Newport Beach Mayor Marshall “Duffy” Duffield’s State of the City speech Friday night focused on how he’d like to improve the harbor.
On waterfront development, he suggested a report card-style assessment to see if projects are living up to their stated intentions.
For example, zoning tweaks on the Rhine Channel allowed mixed uses, but “what resulted was simply an inexpensive way to build a house on the bay,” Duffield told the audience at the Marriott Hotel & Spa in Newport Center.
“Had we gone back and studied those developments, we would have seen that it wasn’t working as it was intended,” he said. “The commercial element on the first floor was simply a ruse for having a residence above.”
The ground-floor businesses have little parking and street exposure, leading to unsuccessful ventures, he said.

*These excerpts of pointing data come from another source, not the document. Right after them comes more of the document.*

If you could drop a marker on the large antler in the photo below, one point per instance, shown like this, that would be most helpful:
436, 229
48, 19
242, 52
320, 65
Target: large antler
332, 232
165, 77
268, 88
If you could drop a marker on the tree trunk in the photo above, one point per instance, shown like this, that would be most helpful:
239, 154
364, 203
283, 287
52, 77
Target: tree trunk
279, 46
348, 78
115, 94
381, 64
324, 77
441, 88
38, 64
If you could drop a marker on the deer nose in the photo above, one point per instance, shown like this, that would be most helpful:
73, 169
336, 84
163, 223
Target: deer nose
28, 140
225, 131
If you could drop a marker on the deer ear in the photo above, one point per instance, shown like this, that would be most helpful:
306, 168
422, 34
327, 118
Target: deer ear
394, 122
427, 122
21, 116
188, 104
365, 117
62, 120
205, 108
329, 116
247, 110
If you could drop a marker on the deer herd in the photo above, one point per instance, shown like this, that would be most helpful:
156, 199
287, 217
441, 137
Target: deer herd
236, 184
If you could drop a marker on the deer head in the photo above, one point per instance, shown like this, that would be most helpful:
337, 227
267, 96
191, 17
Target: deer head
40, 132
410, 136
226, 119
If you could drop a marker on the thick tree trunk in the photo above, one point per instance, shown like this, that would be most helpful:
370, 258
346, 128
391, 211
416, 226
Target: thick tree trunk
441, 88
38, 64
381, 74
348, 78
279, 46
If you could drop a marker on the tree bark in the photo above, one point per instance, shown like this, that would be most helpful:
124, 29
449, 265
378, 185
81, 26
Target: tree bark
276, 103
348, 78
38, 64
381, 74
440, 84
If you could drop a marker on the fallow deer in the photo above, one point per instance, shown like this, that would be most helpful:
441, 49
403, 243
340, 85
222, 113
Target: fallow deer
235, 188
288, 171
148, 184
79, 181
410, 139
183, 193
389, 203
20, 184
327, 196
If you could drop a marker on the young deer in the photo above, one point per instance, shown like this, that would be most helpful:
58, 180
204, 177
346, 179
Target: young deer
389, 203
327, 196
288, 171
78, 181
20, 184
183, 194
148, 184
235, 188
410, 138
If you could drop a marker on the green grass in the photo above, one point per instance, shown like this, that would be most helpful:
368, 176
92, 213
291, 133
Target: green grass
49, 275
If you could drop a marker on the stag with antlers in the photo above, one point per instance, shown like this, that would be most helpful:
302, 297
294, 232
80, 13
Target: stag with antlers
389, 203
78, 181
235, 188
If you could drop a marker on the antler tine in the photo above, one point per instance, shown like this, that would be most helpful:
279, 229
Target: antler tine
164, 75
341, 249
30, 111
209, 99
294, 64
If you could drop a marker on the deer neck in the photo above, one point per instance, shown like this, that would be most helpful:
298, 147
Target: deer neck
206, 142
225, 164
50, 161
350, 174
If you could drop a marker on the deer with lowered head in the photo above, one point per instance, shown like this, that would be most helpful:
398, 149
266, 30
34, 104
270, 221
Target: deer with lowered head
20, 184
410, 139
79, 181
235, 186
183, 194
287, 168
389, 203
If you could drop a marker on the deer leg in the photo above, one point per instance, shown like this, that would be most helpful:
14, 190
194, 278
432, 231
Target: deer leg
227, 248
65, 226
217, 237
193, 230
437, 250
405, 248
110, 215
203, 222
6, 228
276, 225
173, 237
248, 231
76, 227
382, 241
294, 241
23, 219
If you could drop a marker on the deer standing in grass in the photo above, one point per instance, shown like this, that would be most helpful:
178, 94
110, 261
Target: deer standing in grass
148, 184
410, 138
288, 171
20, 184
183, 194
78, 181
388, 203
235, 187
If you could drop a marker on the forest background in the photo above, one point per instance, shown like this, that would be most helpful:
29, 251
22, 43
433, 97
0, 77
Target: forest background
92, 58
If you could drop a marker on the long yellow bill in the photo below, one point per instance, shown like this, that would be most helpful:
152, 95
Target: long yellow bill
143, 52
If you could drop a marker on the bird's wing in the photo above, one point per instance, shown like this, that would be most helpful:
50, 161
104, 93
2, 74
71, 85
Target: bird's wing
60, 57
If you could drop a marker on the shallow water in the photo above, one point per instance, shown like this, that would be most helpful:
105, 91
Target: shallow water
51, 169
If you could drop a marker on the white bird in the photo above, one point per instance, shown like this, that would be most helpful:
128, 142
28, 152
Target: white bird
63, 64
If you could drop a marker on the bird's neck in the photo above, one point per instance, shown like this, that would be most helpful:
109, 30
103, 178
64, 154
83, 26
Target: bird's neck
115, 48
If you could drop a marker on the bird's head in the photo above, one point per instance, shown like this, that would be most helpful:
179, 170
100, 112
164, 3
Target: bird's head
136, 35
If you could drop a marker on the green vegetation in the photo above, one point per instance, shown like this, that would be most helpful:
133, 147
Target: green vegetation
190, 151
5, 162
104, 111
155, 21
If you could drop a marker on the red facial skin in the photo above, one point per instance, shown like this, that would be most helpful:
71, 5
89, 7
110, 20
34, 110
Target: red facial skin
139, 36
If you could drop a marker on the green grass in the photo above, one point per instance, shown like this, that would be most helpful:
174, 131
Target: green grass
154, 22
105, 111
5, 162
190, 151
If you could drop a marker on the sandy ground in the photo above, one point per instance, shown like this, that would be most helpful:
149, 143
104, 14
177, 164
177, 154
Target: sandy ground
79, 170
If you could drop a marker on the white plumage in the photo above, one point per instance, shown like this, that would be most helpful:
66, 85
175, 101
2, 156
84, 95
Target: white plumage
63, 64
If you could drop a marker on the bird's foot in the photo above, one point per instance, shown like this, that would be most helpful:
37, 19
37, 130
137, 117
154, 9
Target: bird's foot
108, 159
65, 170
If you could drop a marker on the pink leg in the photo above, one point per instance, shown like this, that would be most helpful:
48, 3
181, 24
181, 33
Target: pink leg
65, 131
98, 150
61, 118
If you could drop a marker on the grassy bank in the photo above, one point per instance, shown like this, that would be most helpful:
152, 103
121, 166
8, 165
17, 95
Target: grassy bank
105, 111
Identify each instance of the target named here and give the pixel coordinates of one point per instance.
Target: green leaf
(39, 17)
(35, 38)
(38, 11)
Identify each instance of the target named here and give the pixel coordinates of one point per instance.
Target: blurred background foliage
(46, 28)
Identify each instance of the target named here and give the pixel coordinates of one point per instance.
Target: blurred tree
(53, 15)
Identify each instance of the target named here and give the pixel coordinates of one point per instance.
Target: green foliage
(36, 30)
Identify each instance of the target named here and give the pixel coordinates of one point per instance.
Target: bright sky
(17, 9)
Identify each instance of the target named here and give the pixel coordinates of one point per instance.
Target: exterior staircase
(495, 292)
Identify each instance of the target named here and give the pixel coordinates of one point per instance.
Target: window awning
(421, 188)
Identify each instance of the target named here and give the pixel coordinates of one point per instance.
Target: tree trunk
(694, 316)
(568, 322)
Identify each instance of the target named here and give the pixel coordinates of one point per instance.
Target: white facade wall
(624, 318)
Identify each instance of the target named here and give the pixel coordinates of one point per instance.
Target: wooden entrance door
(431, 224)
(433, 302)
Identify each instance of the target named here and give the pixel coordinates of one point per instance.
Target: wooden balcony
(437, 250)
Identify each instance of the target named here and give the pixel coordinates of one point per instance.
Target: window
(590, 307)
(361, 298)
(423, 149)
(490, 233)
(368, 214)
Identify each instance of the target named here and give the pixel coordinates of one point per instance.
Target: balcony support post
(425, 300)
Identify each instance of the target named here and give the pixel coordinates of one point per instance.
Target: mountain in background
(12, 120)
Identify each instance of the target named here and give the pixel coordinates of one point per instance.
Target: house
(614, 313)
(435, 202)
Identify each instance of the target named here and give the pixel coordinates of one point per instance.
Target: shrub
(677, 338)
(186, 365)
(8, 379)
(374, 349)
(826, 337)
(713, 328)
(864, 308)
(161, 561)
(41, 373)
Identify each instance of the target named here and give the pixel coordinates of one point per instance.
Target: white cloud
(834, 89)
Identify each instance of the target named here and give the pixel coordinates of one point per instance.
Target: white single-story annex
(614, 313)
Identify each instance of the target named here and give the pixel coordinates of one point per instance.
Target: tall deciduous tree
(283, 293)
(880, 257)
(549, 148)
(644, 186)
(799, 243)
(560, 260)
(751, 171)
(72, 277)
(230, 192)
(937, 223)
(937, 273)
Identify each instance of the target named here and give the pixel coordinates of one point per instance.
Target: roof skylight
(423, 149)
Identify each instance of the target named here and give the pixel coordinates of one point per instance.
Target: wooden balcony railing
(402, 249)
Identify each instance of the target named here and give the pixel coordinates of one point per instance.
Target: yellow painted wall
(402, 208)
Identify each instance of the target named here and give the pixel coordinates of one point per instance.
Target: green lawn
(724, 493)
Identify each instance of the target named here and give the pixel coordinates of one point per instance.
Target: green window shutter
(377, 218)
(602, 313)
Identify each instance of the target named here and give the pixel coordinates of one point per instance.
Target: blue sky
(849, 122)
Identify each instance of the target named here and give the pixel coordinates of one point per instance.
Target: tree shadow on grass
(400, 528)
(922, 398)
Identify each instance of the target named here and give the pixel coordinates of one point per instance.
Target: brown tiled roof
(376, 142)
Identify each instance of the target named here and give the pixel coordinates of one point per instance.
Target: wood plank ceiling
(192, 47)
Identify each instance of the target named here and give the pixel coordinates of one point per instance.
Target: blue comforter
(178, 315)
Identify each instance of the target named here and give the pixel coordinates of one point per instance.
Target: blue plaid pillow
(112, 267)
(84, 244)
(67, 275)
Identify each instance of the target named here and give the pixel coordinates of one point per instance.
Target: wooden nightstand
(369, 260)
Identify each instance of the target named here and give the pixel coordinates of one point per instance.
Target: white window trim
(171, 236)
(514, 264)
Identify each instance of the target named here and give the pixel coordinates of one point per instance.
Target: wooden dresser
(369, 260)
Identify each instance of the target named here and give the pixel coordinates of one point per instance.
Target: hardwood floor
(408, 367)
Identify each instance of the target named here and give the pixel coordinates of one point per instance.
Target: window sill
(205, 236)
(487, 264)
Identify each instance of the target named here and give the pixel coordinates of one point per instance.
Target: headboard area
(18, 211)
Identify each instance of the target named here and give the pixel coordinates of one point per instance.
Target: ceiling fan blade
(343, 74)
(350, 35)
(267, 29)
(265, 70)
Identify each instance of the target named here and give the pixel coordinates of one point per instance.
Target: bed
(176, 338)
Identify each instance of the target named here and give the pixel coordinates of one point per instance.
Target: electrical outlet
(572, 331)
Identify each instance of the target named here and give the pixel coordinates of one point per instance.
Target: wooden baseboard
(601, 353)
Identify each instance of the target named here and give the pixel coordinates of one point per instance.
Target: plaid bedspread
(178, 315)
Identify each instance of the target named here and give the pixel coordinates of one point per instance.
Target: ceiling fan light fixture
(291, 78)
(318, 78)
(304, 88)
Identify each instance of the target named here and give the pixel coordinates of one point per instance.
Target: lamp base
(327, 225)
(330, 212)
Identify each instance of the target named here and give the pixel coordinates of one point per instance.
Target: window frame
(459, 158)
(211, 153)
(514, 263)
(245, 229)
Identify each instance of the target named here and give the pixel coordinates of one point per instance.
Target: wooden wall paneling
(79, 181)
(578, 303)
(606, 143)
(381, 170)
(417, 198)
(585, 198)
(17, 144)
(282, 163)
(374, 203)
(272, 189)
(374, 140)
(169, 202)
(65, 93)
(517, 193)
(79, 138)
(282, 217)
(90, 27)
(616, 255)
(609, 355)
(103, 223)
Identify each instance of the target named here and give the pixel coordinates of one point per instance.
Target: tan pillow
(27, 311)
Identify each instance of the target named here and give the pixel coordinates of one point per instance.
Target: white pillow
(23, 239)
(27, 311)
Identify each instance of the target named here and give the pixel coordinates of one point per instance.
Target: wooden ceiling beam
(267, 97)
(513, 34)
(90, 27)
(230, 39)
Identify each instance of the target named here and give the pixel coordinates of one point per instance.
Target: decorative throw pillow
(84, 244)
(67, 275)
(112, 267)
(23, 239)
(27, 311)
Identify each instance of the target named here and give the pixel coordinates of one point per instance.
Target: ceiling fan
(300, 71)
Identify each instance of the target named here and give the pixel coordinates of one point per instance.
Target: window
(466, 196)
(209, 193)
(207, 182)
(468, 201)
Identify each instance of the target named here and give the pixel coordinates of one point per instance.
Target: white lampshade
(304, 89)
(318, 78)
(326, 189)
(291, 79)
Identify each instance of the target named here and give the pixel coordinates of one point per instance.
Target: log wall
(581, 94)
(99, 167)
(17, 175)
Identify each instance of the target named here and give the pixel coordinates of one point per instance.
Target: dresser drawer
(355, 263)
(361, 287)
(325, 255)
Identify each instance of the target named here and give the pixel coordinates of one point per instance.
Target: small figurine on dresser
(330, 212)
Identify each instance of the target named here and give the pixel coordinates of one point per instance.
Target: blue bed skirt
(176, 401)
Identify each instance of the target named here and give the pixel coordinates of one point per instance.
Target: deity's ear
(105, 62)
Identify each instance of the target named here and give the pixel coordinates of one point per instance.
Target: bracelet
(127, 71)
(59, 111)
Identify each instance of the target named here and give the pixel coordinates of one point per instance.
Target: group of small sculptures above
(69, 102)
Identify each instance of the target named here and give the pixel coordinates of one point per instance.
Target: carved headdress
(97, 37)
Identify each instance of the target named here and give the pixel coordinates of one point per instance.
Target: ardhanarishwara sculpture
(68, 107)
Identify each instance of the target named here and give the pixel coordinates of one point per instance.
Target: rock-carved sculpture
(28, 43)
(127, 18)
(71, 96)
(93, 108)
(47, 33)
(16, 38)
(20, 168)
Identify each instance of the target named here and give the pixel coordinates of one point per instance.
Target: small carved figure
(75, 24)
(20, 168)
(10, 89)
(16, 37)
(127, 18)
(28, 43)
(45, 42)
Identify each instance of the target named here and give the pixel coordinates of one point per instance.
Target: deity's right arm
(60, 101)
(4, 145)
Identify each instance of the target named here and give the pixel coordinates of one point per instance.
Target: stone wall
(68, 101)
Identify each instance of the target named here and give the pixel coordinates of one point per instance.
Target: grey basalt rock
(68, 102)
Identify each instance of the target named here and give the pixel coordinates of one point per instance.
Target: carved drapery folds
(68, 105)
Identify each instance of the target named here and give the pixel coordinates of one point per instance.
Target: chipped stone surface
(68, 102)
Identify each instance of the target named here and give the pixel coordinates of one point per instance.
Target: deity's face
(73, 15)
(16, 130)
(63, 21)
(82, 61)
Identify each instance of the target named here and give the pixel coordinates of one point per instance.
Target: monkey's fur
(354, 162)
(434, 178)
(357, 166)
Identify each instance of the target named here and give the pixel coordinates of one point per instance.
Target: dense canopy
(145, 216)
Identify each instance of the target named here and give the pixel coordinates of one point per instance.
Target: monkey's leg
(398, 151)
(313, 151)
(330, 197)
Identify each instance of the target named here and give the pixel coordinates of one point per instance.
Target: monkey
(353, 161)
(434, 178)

He also cast a critical eye on the Vue condominium-retail project on Balboa Boulevard near the Newport Pier, saying it displaced a boat yard, a boat sales lot and five other marine businesses.
In off-the-water issues, he committed to protecting residents from noise and pollution from nearby John Wayne Airport and suggested a city charter amendment to allow residents’ input on major taxpayer-funded debt obligations, like the $140-million Civic Center complexthat was completed in 2013.
“Voters should have been able to vote on the Civic Center certificates of participation [a financial instrument for issuing bonds] that funded the project,” he said. “Maybe voters would have supported it, but they never had the chance. That should change.”
In 2016, the City Council tabled a proposal to put a measure on the ballot asking voters whether they want to require public approval before the city could use a certificate of participation or lease revenue bond greater than $10 million.
Ever the waterman, Duffield closed his speech by telling the origin story of his Duffy electric boats.